The most important prerequisites for this course are:

● The ability to program in Python and to use Jupyter notebooks. This can be obtained by taking the course DSE 200x, Python for Data Science.

● Probability and statistics. This can be obtained by taking the course DSE 210X, Probability and Statistics using Python.

● Machine Learning: This can be obtained by taking the course DSE 220X, Machine learning Fundamentals.


Learning objectives

This course has two main goals: The first is an introduction to using large scale data analysis frameworks (Spark, XGBoost and TensorFlow). This includes the underlying computer architecture and the programming abstractions. The second is to combine methods from statistics and machine learning to perform large scale analysis, identify statistically significant pattern and visualize statistical summaries.


Course Outline

This is a ten-week course.


Topics

● Memory Hierarchy, latency vs. throughput.

● Spark Basics

● Dataframes and SQL

● PCA and weather analysis

● K-means and intrinsic dimensions

● Decision trees, boosting, and random forests

● Neural Networks and TensorFlow


Python notebooks

Jupyter notebooks are the foundation of this course. Most of the videos are overviews of a notebook. It is recommended that you follow along in the notebook while observing the video. The notebooks contain explanations, code and figures, as well as interactive widgets and pointers to additional material. It is recommended that questions to the forum refer to locations in the notebooks.


Discussion forums

Discussion forums provide an opportunity for learners to discuss course materials with each other and with course staff.

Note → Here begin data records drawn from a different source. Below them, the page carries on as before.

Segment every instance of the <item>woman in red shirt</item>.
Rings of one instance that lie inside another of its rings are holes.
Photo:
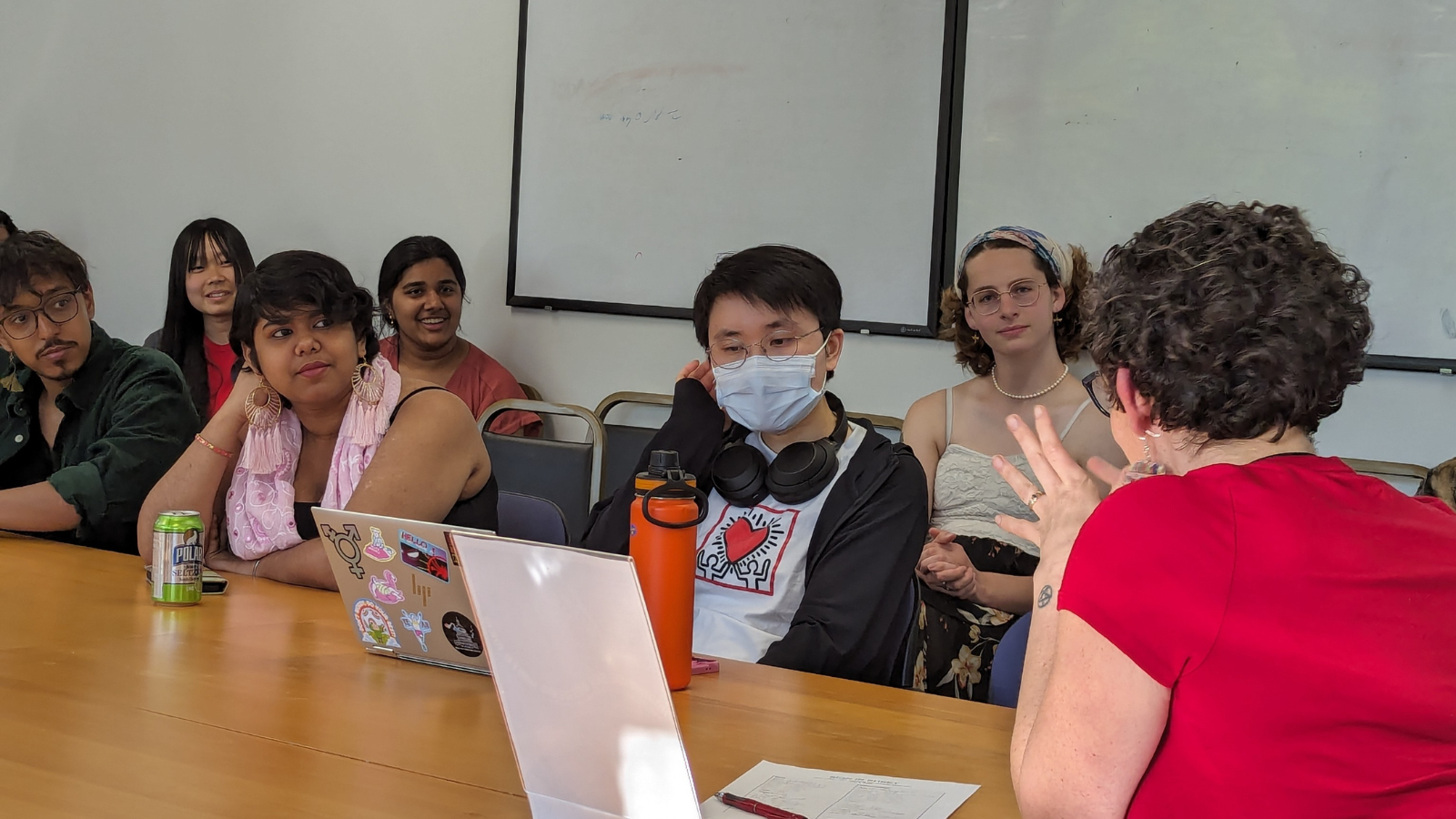
[[[437,236],[411,236],[390,248],[379,270],[379,303],[393,335],[379,351],[399,375],[437,383],[460,396],[476,420],[505,398],[526,398],[499,361],[460,338],[464,268],[454,248]],[[539,436],[534,412],[501,412],[492,433]]]
[[[1309,437],[1361,377],[1367,293],[1281,205],[1108,252],[1086,385],[1137,463],[1092,463],[1099,504],[1040,407],[1008,427],[1042,488],[996,459],[1040,516],[999,520],[1041,546],[1026,819],[1456,815],[1456,516]]]
[[[237,379],[240,361],[227,334],[233,328],[233,296],[250,273],[248,240],[221,219],[192,222],[172,245],[166,318],[146,345],[182,367],[204,421],[227,401]]]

Verified Certificate / Verification Deadline

The deadline to switch from the un-verified track to the verified track is before three days before the first assignment due date (May 30th, 2020 @ 18:00 UTC).


Assignments and exams

● Weekly programming assignments (50% of grade):

● Engagement (0%). This consists of simply checking the "mark as complete" button after viewing each video and associated materials.

● Poll questions (0%).

● Weekly Comprehensive quizzes (15% of grade). These are simple multiple-choice questions based on the week's videos and Notebooks.

● Final exam (35% of grade). This consists of a Dataset and a notebook with a set of questions. You are to use the notebook to analyze the data and answer the questions.


Time and grading policies for weekly assignments

Each assignment is due five weeks after it is given.

The worst two comprehension quiz scores will be dropped and the worst two programming assignment scores will be dropped. This means, for instance, that it is possible to obtain a full score while skipping any two of the programming assignments and any two of the comprehension quizzes.


Verified Learners

Learners can earn a verified certificate for the course by enrolling as part of the verified track, completing identity verification, completing the proctored exam, and earning a passing grade.


Grading

Grades will be assigned based on final scores, according to the following rubric:

85-100%: A

65-85%: B

Less than 65%: F


Effort

The weekly effort for the course is intended to be roughly 10 - 20 hours.


Pace and deadlines

The course is instructor-paced. Every two weeks, two week’s worth of the relevant material (videos and assignments) will be released, and will remain online until the end of the course. We encourage learners to keep current with the videos and assignments; however, as described above, there is a five week window for submitting each assignment.


Honor code

Beyond learning this important material, we hope learners will take the course seriously and respect fellow students. Please read and abide by the edX honor code pledge.


We value your feedback

This is a new online course. We are committed to making it as accessible and educational as possible, and would appreciate any feedback about how we might improve it.


Thank you!

Thank you very much for taking the course. We hope you enjoy it.